LSU Baseball
By Hunt Palmer
Baseball presents more opportunity for slumping players. It’s part of the charm of the sport.
The frequency of games means an 0-for-4 hitter can usually get in the box the next day to atone for it. For starting pitchers in the college game, the wait is a week. Following his rough outing at Vanderbilt, Casan Evans had a bad taste in his mouth for the last five days.
“Last week, personally, I was embarrassed by my performance, just the way I played,” Evans said. “Sometimes it’s just baseball. It’s what happens. You’ve got to forget about it and come back and play the game how it’s supposed to be played.”
Evans used the week to improve and delivered a sensational outing on Thursday night. He worked into the eighth inning and allowed just one unearned run with 15 strikeouts and a single walk. The 15 strikeouts were the most by an LSU pitcher in an SEC game since Paul Skenes at Auburn in 2023.
He struck out three Sooners in the first inning and didn’t face a three-ball count until the sixth. His second and final three-ball count came on his last hitter with two out in the eighth. A 96 mph fastball just missed the zone for a walk to end his wildly successful evening after 110 pitches.
Asked where the effort ranked in his time at Alex Box Stadium, head coach Jay Johnson reflected.
“It’s right up there,” Johnson said. “No surprise to me. He’s one of the best pitchers in the country and growing. And we haven’t lost very much when he takes the mound. It’s too bad the walk off homer last week because we haven’t lost very much when he takes the mound. He’s only going to continue to get better.”
That progression is vital to LSU’s season moving forward. That was obvious to Johnson who is clearly leaning on his coaches a little bit more during LSU’s three-week swoon.
“I’m just asking everybody around here to step up their game,” Johnson said. “It’s great when you’re putting up national championships, and everybody thinks you’re the greatest. The players actually need us the most right now. I have the best pitching coach or one of the most successful pitching coaches of the modern era. I have a great analytics guy. But we need to get better.”
If Evans’s start is any indication, improvement is coming.

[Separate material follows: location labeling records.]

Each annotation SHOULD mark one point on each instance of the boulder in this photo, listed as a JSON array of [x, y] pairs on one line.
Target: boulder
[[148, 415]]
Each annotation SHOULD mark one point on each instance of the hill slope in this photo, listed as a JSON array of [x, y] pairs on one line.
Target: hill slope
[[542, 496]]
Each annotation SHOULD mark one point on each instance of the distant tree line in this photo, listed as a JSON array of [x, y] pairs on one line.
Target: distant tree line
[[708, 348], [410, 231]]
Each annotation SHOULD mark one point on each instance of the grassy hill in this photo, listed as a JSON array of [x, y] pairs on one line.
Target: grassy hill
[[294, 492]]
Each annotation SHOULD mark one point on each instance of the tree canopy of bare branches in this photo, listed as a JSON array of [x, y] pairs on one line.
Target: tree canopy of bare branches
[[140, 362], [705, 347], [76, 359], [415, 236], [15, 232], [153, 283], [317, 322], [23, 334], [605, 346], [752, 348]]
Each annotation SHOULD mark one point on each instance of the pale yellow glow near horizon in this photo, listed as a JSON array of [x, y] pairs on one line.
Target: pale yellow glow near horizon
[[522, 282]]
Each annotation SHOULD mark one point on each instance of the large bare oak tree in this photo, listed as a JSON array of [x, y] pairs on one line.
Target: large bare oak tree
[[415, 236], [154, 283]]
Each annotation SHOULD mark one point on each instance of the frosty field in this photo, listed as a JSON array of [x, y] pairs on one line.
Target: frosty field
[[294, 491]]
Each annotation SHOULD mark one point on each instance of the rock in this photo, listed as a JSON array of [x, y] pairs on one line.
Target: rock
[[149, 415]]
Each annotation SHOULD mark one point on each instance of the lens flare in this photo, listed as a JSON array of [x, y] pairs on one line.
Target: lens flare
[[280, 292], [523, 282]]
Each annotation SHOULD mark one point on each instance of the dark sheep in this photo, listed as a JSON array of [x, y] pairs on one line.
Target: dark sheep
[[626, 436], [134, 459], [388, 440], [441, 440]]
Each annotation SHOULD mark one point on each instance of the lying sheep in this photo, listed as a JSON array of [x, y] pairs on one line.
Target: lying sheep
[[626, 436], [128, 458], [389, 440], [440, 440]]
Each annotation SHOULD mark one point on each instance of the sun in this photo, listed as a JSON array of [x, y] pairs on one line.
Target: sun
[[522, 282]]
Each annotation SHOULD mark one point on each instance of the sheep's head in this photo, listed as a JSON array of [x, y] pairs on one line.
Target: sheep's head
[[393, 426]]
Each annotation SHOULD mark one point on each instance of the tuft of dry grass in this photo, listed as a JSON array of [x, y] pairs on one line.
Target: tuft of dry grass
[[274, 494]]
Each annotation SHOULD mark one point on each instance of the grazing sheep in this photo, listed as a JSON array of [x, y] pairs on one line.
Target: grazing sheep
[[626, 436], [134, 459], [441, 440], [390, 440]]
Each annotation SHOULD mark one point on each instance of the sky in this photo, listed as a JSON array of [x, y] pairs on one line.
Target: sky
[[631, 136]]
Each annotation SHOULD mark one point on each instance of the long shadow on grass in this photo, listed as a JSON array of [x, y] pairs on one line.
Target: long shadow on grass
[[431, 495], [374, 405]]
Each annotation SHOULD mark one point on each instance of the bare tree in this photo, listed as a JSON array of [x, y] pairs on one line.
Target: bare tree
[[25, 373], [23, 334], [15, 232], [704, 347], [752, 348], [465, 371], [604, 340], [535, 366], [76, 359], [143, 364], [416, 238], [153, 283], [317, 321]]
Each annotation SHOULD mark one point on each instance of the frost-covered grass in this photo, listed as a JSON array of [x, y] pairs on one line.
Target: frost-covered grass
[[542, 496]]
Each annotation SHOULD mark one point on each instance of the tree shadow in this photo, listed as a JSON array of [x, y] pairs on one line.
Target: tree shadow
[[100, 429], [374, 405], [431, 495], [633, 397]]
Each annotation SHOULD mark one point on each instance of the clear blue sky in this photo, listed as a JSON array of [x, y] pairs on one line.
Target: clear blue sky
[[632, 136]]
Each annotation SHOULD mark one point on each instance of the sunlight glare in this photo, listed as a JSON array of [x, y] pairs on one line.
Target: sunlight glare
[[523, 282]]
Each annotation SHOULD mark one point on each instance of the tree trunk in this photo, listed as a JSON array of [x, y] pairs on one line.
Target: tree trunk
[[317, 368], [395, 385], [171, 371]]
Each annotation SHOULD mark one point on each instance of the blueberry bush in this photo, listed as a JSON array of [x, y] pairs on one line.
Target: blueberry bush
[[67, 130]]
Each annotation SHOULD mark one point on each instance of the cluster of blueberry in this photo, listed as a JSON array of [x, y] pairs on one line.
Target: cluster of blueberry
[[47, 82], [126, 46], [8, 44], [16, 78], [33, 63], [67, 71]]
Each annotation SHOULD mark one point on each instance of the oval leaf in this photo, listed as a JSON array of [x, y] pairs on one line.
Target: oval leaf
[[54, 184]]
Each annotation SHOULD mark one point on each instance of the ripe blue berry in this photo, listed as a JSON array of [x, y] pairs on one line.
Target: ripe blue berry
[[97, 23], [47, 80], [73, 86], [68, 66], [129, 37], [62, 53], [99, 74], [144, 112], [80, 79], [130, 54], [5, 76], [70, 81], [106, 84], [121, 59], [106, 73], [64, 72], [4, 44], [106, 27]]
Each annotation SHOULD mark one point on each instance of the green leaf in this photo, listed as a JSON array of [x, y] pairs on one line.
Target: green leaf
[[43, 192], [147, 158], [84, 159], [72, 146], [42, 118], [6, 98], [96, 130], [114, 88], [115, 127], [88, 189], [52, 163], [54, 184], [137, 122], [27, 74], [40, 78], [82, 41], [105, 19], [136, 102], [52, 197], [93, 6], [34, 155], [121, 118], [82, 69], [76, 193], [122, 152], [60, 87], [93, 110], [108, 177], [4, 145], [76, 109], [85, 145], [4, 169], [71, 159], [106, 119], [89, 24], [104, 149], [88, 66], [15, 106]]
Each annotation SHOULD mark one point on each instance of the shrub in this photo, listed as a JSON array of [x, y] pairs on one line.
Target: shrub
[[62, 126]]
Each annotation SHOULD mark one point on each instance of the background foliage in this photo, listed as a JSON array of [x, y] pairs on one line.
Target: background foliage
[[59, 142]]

The sophomore starter is a position player by nature. He was a star high school shortstop and an exceptional athlete. His delivery is tight and quick. A week ago in Nashville, Evans was out of rhythm. He walked five and hit another in three innings as Vanderbilt racked up six runs, the most a team has scored on Evans in his college career.
This week the rhythm was there from the start.
“Last week it was just slow on the mound, slow tempo,” Evans said. “This week we were going to speed it up like I had been doing before. I really think that was the reason last week did not go the way I wanted. Today we were speeding up the tempo. I wanted the ball back right after I struck somebody out. Just got myself in the right headspace and went after the next batter.”
The effort also took Johnson back, this time out of Alex Box Stadium and to Omaha for one of the best pitching duels in college baseball history.
“It just felt like it was 0-2 to everybody,” Johnson said. “He did that a different way, and I don’t know how you get on a guy like that when they’re landing four pitches for strikes and coming at you. It reminded me of (Wake Forest’s) Rhett Lowder a lot. We faced him in Omaha. He was beating them in the strike zone, and there wasn’t much they could do with it.”